A new study led by researchers from Penn Nursing's Center for Health Outcomes and Policy Research (CHOPR) finds that safer nurse staffing levels in Pennsylvania hospitals could prevent thousands of deaths each year while improving care and providing savings that could finance better staffing.
The findings, published in Medical Care, provide timely evidence amid renewed interest in hospital minimum nurse staffing requirements in Pennsylvania. The state has seen momentum on nurse staffing legislation, most notably the Patient Safety Act, which was approved in a bipartisan vote in the House of Representatives in 2023 but was not called for a vote in the Senate before the session expired.
From recent data from Pennsylvania nurses and patients, the study analyzed outcomes for more than 547,000 patients and nearly 2,800 nurses across 132 hospitals statewide. The study directly addresses common concerns raised in policy debates, including workforce supply and potential impacts on rural hospitals.
Higher nurse workloads were consistently associated with worse patient outcomes. Each additional patient assigned to a nurse was associated with:
- 8% higher odds of patient death within 30 days
- 4% higher odds of hospital readmission
- Significantly longer hospital stays
Higher workloads also had significant consequences for the Pennsylvania nursing workforce, including:
- 33% higher likelihood of nurses experiencing high burnout
- 43% higher likelihood of nurses being dissatisfied with their jobs
- 27% higher likelihood of nurses intending to leave their jobs
"These findings reflect what we have seen consistently over decades of research," said senior author Linda H. Aiken, PhD, RN, FAAN , Professor and CHOPR Founding Director. "This study builds on that evidence by using recent, Pennsylvania-specific data to inform decisions happening right now."
Hospitals in the study showed wide variation in staffing, from 3 to 9 patients per nurse, often exceeding what nurses report is safe (typically 4–5 patients).
"Concerns about nurse shortages or impacts on rural hospitals are often raised in staffing discussions," said lead author Jane Muir, PhD, RN , Assistant Professor in the Department of Family and Community Health and CHOPR Senior Fellow. "Our findings show that nurses working in hospitals with better staffing report less burnout and turnover, and that currently rural hospitals in Pennsylvania are not staffed less favorably than other hospitals."

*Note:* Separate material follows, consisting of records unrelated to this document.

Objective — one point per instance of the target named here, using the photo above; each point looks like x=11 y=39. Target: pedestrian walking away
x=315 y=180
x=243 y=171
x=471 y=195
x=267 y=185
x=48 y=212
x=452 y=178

The study projects that implementing safer staffing ratios could have major statewide benefits, including up to 3,040 hospital deaths prevented annually, more than 2,100 hospital readmissions avoided, and over 77,000 hospital days avoided as a result of shorter length of stay associated with improved nurse staffing.
The financial implications are substantial, with an estimated $66 million in savings from reduced nurse turnover and $239 million in savings from shorter hospital stays that could offset the cost of hiring additional nurses and result in savings for state-funded hospital care.
"Ensuring safe nurse staffing is a proactive way to retain nurses and improve patient safety," Aiken added. "Policies like this can help prevent the kinds of workforce strain and disruptions that we've seen in other states."
Hospitals in Pennsylvania vary widely in nurse staffing levels, and those differences have clear consequences for patients, nurses, and health system performance.